As some scholars will tell you, the Big Guy just wanted a little company; and with the guys he had that. Conversation sparkled, the decor excelled, the garden flourished and the cooking was superior --- think Fabulous Beekman Boys.
It was Steve who turned out that Apple pie --- and got the rest of us into trouble.
But it soon became evident that this was too one-dimensional and more than a little boring, so the Creator got to improvising again and pulled a whole new group of people out of his hat --- based on the original models but with variety. There was Max and Helen, Mildred and Sarah --- and quite a few more, other names lost in that formational digital disaster.
This helps to explain why two creation myths, both incomplete, are embedded in holy writ; and also clarifies the messy business of incest that sometimes troubles those who become overly involved with scripture.
In any case, same-sex marriage is back now --- and I've been wondering how my genealogical software was going cope. I use Family Tree Maker synced to Ancestry.com.
So far as I know, no same-sex couples in my immediate family have tied the knot yet --- and I'm getting a little impatient. It looks like Family Tree Maker will support same-sex marriage with a little jiggering, but I can't be sure how well this will work until a marriage occurs. Unless FTM gets busy, however, it looks like blessed events still will have one parent labeled "mother" and the other "father" --- although both can be of the same gender.
I've thought of creating a mythical couple, then sending it from PC-based program to Web-based program --- just to see what would happen. But there are quite enough imaginary people and invented relationships floating around out there in cyberspace already --- thanks to hack family historians --- and I don't want to risk adding more.
You can get some idea of how the various genealogical programs will cope with same-sex (and other) types of relationships by checking out Wikipedia's comparison charts, here.
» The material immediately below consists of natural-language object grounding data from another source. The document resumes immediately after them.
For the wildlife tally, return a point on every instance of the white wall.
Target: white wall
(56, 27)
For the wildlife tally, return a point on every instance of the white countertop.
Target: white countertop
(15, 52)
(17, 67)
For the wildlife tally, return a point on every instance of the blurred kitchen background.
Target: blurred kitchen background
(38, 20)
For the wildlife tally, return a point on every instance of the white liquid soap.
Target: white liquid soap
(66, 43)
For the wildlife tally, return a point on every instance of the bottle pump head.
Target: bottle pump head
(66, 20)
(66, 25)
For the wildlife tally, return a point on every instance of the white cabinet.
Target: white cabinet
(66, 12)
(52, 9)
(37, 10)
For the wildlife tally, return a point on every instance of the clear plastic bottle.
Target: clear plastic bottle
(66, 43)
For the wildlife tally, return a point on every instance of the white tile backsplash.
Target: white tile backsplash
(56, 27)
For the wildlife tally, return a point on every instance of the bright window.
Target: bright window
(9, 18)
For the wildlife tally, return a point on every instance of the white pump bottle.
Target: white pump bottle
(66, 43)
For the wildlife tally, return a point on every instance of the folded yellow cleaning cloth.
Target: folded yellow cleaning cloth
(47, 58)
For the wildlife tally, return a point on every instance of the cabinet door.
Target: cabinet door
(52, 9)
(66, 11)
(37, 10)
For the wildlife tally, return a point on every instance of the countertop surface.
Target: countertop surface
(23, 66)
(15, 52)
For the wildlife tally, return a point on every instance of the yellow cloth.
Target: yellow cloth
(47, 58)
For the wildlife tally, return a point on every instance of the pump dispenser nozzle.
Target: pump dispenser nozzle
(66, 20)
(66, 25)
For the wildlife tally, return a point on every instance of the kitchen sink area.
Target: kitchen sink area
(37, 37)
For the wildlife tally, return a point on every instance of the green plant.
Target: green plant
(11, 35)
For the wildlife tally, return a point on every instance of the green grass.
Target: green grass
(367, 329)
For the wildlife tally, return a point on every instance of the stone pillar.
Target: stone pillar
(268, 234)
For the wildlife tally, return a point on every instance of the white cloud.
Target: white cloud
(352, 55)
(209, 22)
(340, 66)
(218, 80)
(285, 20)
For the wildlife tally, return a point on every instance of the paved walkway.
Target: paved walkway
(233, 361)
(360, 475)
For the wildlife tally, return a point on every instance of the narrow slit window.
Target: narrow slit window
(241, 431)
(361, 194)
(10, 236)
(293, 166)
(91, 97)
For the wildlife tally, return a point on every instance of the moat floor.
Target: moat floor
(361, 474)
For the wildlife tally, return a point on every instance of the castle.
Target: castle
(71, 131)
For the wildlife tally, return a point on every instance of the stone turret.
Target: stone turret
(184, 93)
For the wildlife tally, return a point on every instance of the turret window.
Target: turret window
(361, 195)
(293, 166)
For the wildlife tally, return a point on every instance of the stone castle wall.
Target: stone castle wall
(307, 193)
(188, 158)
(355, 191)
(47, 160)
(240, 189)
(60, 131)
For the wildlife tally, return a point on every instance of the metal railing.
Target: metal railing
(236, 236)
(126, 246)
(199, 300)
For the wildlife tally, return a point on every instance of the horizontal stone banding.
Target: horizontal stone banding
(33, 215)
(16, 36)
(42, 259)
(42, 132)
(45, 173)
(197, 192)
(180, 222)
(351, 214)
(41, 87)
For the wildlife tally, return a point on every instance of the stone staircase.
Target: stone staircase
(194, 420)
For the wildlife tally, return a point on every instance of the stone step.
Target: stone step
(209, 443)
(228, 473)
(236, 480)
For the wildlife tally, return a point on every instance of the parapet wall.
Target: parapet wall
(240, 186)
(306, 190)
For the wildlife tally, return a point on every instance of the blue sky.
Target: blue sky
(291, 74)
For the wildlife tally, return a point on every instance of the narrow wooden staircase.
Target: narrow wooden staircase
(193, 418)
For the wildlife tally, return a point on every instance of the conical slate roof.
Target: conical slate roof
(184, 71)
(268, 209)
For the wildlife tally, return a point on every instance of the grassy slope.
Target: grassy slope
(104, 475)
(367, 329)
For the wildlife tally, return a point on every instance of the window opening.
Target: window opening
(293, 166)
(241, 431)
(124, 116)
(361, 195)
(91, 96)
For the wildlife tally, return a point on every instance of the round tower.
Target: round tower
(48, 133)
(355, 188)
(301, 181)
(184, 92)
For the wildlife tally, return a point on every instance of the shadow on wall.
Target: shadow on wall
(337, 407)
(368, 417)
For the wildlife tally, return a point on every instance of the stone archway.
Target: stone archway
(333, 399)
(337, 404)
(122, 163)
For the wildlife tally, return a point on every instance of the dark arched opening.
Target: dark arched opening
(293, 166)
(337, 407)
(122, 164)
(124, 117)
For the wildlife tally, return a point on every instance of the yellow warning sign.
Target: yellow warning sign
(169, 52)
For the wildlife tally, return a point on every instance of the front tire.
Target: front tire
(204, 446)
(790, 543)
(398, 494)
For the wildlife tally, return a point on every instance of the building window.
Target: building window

Just keep in mind that "support" and "accurately reflect" relationships are two different things, so more research will be required.
Also keep in mind that a good deal of the genealogical infrastructure is involved in one way or another with the Church of Jesus Christ of Latter-day Saints whose aged hierarchy is not at all amused by same-sex marriage (polygamy, on the other hand, remains a pleasant memory and future --- eternal --- possibility). So LDS-generated or intimately linked genealogical programs are unlikely to support same-sex relationships.
Whatever the case, it'll be fun to watch family history software develop as it tries to keep up with "non-traditional" family structures. I'm sure there are developers out there tearing their hair out. In the meantime, just remember that virtually all programs allow notes to be added and documents to be attached --- and these remain the best routes for clarifying relationships and such until the software catches up.